The Urban Land Institute had its annual Phoenix real estate conference on Thursday. The conference is well regarded as it tends to bring in outsiders without any axe to grind to offer their assessment of the Phoenix real estate market and its prospects. The analysis presented by the participants wasn’t too attractive.

“Growth locally (in Phoenix) really was related to the housing boom. When the rug was pulled out from under housing, the rug was pulled out from under Phoenix’s economy,” said economist Arthur Margon of New York-based Rosen Consulting.

He predicts Valley home prices will climb 1 percent in 2011 and perhaps 2 percent in 2012.

“If you can slug it out for a few years, all those frowns out there will go away,” Margon told the crowd.
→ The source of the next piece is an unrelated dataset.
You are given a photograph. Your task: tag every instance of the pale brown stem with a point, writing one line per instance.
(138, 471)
Now forecasts are a dime a dozen and Margon may be right or way off, but his is just about as bearish a forecast as I have heard. The logic underpinning the forecast seems to be that the foreclosure problem isn’t going away anytime soon and that the Phoenix metropolitan area has been economically devastated by the downturn in construction and financial services.

Here are the views of Margon on the general economy.

One of the more startling statistics was how much Phoenix’s job growth had slowed.

Phoenix ranked above only Detroit for job creation on a list of the nation’s top 25 metro areas, Rosen Consulting said.

“Phoenix has been in the top five for job growth from before there was even a list,” Margon said. “This is strange.”

He said the low ranking is due to Phoenix’s dependence on industries that are “ground zero” for the recession.

“But the outlook for Phoenix job growth is phenomenal,” Margon said. “We don’t think Phoenix will crawl back up the list. It will leap back up.”

Phoenix’s key industries will get help from anticipated federal spending on infrastructure projects and the housing bailout.

That’s sobering. I wasn’t aware that the Phoenix job market was in that poor shape, bad yes, but only beating out Detroit. If you throw that into the mix, then his forecast for the real estate market starts to look a bit more plausible. In an economy that relies on migration and growth to spur home construction which in turns creates more jobs and well you see the cycle. It has elements of Ponzi in it and certainly begs the question as to how you start the whole wheel turning again.

I wouldn’t tend to write off Phoenix yet. More than one analyst has been proved wrong on that score. At the same time, I wouldn’t dismiss the forecasts that came out of this conference to readily either. Phoenix has a headwind to fight for some time.